Douglass had never spent any time on farms, but she had connections with some animal welfare groups, says Furman.
“Conditions on farms can be much worse than most people believe. We all know about companion animals having terrible times in shelters, but most people don’t know about how farm animals can suffer,” says Furman.
“Adele went to visit some farms and to her surprise, she saw that farm animals had terrible conditions. She went to several different kinds of farms and realized that the problem of how the animals were treated was widespread. She knew she had to do something about it, so she cashed out her 401K and worked alongside her daughter to put together a nonprofit to help farm animals,” says Furman.
There are standards for every stage of the meat production process that must be met for a farm to receive certification from HFAC, says Furman. “If animals get sick, they must be treated. When we do audits, we look at the veterinary records very carefully. There are standards for what the animals are fed. Anesthesia has to be provided for any painful procedures the animals have to undergo. We look at how much space farm animals have in pens, procedures to minimize stress when cattle get on the trucks to the slaughter facility, standards for while the animals are on the truck like access to water and procedures for when the cattle are loaded off the truck and into the slaughter facility,” says Furman.

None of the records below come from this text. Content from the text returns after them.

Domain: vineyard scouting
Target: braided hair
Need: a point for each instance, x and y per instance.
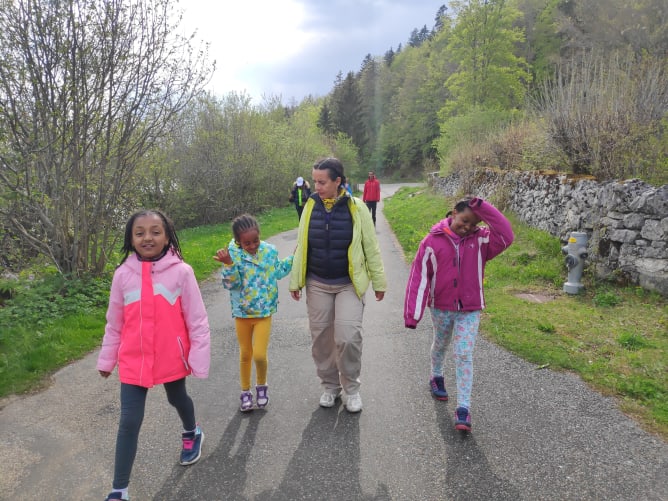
(242, 224)
(170, 231)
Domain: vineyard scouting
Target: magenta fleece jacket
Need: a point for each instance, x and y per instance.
(157, 327)
(448, 271)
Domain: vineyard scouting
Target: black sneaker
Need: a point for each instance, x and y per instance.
(192, 446)
(462, 419)
(115, 495)
(437, 385)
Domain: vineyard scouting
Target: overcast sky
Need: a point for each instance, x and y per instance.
(293, 48)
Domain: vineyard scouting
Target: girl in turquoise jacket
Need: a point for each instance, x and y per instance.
(251, 270)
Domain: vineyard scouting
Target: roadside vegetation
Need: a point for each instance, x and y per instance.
(48, 321)
(613, 337)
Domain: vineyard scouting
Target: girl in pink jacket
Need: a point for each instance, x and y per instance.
(447, 275)
(157, 332)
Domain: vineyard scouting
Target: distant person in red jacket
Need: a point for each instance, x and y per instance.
(447, 276)
(371, 195)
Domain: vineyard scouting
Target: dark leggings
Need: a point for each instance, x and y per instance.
(372, 209)
(133, 402)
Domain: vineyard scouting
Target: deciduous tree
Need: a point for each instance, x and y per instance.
(86, 89)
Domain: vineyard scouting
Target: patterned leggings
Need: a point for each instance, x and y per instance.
(464, 325)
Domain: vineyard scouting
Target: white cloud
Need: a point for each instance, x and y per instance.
(293, 48)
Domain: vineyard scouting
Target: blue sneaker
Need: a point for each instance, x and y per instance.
(192, 446)
(437, 385)
(115, 495)
(462, 419)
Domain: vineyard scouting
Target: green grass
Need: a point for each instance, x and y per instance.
(50, 322)
(613, 337)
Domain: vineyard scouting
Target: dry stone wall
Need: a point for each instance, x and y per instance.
(626, 221)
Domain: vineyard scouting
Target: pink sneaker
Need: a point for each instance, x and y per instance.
(246, 401)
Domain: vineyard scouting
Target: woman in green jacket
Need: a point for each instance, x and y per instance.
(336, 258)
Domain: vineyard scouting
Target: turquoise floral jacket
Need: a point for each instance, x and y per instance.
(253, 280)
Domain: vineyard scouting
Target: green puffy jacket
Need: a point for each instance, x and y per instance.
(364, 262)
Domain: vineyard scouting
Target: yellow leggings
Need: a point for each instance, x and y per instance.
(253, 336)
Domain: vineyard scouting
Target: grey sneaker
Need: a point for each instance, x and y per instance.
(354, 403)
(328, 398)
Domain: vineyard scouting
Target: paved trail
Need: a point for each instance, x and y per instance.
(538, 434)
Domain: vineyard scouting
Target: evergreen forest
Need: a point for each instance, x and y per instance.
(103, 110)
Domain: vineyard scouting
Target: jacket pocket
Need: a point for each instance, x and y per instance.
(183, 353)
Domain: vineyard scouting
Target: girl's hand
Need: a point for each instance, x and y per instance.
(223, 256)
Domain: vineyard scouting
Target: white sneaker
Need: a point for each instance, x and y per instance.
(354, 403)
(328, 398)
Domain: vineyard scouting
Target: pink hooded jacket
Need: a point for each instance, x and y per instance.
(447, 272)
(157, 326)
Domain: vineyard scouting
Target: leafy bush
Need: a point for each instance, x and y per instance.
(41, 301)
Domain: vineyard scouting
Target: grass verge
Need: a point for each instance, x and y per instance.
(50, 322)
(613, 337)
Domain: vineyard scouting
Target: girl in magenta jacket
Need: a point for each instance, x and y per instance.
(157, 332)
(447, 275)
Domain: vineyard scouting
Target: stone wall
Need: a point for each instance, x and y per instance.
(626, 221)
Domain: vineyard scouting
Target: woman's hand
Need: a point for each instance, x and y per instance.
(223, 256)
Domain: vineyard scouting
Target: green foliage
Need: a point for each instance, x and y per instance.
(464, 135)
(613, 337)
(39, 302)
(483, 45)
(632, 341)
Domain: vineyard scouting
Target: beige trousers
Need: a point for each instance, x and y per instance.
(335, 318)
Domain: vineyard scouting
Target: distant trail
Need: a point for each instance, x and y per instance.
(537, 435)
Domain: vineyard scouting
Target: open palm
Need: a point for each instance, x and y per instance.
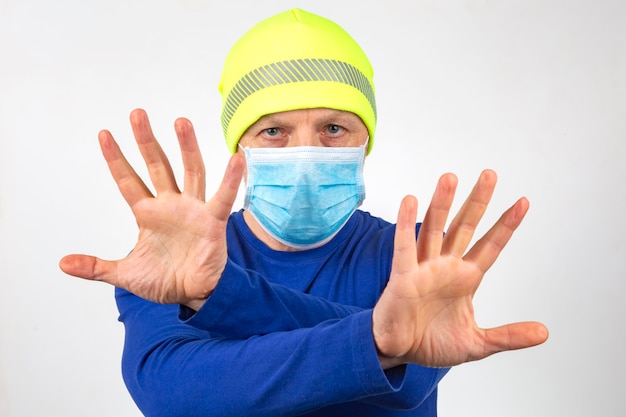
(426, 315)
(181, 249)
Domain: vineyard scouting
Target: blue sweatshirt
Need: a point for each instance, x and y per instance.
(283, 334)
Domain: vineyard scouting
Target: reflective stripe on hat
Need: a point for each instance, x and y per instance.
(291, 71)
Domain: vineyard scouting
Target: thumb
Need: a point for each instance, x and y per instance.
(89, 267)
(222, 202)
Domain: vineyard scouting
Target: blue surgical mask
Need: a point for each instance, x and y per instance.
(302, 196)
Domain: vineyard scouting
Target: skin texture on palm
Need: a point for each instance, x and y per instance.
(424, 316)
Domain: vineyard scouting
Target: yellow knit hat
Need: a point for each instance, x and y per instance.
(294, 60)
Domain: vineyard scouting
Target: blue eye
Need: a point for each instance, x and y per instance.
(272, 131)
(334, 129)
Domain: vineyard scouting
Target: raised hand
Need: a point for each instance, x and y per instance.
(181, 249)
(425, 315)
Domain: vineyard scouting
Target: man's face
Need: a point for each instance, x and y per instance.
(308, 127)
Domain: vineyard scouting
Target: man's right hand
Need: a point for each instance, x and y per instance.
(181, 249)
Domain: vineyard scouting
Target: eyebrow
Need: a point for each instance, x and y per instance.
(332, 116)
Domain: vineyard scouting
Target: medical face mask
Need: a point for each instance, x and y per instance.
(302, 196)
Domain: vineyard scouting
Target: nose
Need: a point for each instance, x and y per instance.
(305, 138)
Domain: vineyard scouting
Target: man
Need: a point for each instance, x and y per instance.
(300, 304)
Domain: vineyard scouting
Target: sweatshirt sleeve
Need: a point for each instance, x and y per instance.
(245, 304)
(173, 369)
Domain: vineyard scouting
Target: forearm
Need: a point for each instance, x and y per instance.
(245, 304)
(174, 369)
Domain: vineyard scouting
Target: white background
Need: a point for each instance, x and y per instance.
(533, 89)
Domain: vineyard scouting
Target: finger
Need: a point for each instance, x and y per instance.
(90, 267)
(158, 165)
(487, 249)
(404, 252)
(464, 224)
(129, 183)
(195, 176)
(430, 237)
(222, 202)
(512, 337)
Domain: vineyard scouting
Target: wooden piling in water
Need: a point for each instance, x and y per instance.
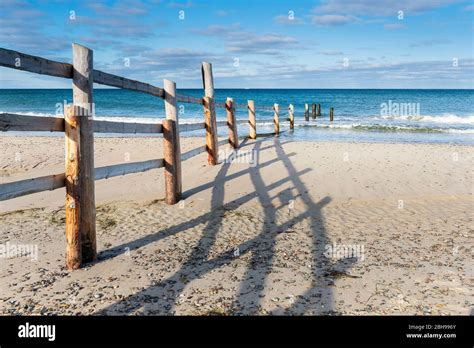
(252, 120)
(171, 146)
(211, 130)
(230, 111)
(276, 119)
(83, 190)
(291, 112)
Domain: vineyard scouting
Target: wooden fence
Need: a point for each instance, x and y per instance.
(79, 127)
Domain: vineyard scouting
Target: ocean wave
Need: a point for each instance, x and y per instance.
(388, 128)
(446, 118)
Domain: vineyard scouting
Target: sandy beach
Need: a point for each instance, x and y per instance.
(250, 238)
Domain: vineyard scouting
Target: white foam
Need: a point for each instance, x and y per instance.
(445, 118)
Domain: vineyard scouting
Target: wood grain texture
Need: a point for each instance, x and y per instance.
(291, 116)
(15, 122)
(276, 119)
(83, 108)
(172, 146)
(104, 78)
(73, 189)
(171, 163)
(20, 61)
(28, 186)
(127, 168)
(230, 112)
(211, 131)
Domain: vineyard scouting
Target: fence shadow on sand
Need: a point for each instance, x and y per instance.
(318, 299)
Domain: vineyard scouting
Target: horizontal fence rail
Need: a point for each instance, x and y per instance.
(79, 125)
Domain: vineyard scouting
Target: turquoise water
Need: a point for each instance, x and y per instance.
(432, 116)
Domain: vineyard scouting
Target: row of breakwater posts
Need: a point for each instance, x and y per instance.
(79, 127)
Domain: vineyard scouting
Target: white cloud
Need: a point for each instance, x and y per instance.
(334, 20)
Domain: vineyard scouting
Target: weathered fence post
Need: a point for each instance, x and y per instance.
(171, 146)
(252, 120)
(291, 111)
(83, 188)
(276, 119)
(172, 163)
(211, 130)
(209, 113)
(73, 204)
(230, 111)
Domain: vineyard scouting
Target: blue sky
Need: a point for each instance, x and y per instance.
(265, 44)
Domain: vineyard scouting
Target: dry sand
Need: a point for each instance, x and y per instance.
(250, 239)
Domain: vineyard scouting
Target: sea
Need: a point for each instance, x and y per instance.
(360, 115)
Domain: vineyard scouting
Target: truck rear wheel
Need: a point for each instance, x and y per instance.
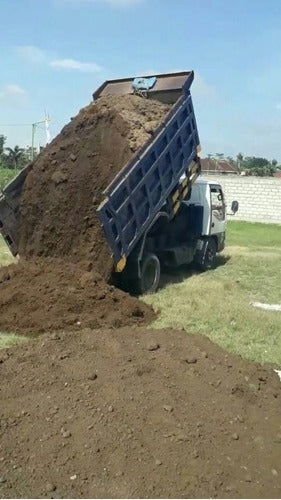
(149, 279)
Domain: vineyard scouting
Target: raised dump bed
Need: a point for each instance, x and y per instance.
(152, 178)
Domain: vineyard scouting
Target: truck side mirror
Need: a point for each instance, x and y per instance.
(234, 206)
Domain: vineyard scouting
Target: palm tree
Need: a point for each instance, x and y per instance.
(239, 158)
(14, 155)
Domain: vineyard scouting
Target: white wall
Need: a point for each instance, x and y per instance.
(259, 197)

HFAC inspects farms once a year. Furman says that while some consumers are concerned that after the inspections are completed and the inspectors leave, all the standards will be ignored, she believes that it’s not possible for a producer to have everything up to standards for the day of inspection if they’re not regularly following them.
“We make sure we have traceability—that what’s in the end-product package came out of that farm that has the humane-certification, says Furman.
Furman says that because certification adds additional costs for producers and retailers, consumer demand is what drives companies to get certified.
“It’s commerce-driven. If consumers aren’t asking for products [that offer a higher standard of] animal welfare, farmers aren’t going to do it. A few will, but most won’t. Kowalski’s really wanted to stand for higher animal welfare products,” she says.
From the retail side, Schmeling says traceability is the focus for the certification. “As soon as the meat is received in the store, it needs to be inventoried. We have to be able to show, once that meat is wrapped, how it got there. When we receive it, we have documentation for every pound and box. We have to be able to prove that the product is what we’re labeling it as,” he says.
Kowalski’s offers consumers options for humane-certified beef, chicken and lamb. “Our goal is to have all our [animal] protein certified-humane within the next five years.
“We think our partnership with Creekstone and a couple of other producers and HFCA is a pretty good first step,” he says.